Trying to create a monopolistic cartel where only a select few corporations can make devices or browsers, as described in my other comment[1] is seen as evil by most countries out there[2].
Insisting that a browser or device be attested by the manufacturer locks out smaller firms or indie developers from developing alternatives to said browsers or devices, as they would be in a catch-22 situation, where they'd be seen as illegitimate till they get a broader audience, and unless they attest their devices they can't get an audience.

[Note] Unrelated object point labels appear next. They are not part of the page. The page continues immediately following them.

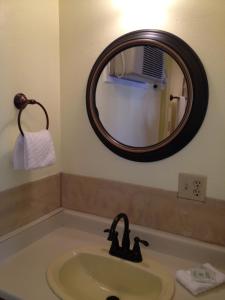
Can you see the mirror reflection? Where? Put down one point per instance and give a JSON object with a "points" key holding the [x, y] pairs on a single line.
{"points": [[141, 96]]}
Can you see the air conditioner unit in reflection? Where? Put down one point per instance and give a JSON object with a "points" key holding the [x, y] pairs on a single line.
{"points": [[140, 64]]}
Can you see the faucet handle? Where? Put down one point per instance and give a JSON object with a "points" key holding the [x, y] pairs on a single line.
{"points": [[138, 240], [111, 234], [136, 252]]}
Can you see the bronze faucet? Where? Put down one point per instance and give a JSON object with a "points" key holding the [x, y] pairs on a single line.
{"points": [[124, 250]]}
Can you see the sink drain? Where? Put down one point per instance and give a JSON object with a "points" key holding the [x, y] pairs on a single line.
{"points": [[112, 298]]}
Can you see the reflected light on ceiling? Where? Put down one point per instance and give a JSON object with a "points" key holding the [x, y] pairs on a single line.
{"points": [[142, 13]]}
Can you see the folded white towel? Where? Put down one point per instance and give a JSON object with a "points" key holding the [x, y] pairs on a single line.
{"points": [[195, 287], [33, 150]]}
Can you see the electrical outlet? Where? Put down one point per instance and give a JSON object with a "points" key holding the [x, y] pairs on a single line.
{"points": [[192, 187]]}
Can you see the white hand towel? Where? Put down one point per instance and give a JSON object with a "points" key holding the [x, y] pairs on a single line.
{"points": [[33, 150], [196, 287]]}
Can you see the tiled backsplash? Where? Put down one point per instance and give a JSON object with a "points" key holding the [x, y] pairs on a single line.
{"points": [[146, 206], [150, 207], [25, 203]]}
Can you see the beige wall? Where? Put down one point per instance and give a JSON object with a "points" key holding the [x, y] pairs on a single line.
{"points": [[29, 60], [87, 27]]}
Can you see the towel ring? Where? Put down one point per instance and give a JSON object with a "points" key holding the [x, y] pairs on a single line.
{"points": [[21, 101]]}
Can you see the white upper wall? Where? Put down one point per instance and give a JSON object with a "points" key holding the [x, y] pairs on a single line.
{"points": [[86, 28], [29, 60]]}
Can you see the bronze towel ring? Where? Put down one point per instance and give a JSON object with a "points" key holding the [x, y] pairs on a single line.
{"points": [[21, 101]]}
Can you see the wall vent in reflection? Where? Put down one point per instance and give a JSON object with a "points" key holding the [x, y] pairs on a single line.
{"points": [[140, 64]]}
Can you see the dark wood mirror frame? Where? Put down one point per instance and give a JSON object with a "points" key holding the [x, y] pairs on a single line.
{"points": [[197, 85]]}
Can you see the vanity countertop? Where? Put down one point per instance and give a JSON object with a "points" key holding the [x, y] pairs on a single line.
{"points": [[23, 273]]}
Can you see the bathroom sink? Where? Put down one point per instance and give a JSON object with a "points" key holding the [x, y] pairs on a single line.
{"points": [[95, 275]]}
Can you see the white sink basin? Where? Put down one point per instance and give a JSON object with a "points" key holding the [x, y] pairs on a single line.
{"points": [[95, 275]]}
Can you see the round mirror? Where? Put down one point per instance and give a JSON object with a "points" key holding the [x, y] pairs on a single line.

The same situation exists in other areas as well. Trying to bootstrap a search engine? Well tough luck, because what are you trying to do with a headless version of Chromium?
This in turn creates a cartel where only few players can compete, and the members of said cartel can enter new markets without ever having to compete.
Most relevant piece but the whole comment is worth a read:
> Archive.is’s authoritative DNS servers return bad results to 1.1.1.1 when we query them. I’ve proposed we just fix it on our end but our team, quite rightly, said that too would violate the integrity of DNS and the privacy and security promises we made to our users when we launched the service.
> The archive.is owner has explained that he returns bad results to us because we don’t pass along the EDNS subnet information. This information leaks information about a requester’s IP and, in turn, sacrifices the privacy of users.
Honestly it's that type of thing (the frankness, the presence on HN, willingness to participate, the principled stand on privacy) that got me into Cloudflare products. I now generate hundreds per month in revenue for them and that will likely be thousands in the next year or two. His time/effort on HN directly led to customer acquisition and revenue.
That said I do worry about the incentives Cloudflare has to their big customers. CF is a great tool for site owners, but like any tool has the potential to be a great evil (against the user) if the principles ever wane. It's already being used by a lot of sites to make life a living hell for people behind a VPN. As a site owner I absolutely get it: practically zero of my legitimate traffic comes from VPNs (our main demographic tend to skew older and much less technical than the average consumer), but all of the automated attacks against me do. Balancing freedom and rights is hard, but I deeply appreciate the thoughtfulness and principles that CF has displayed over the years.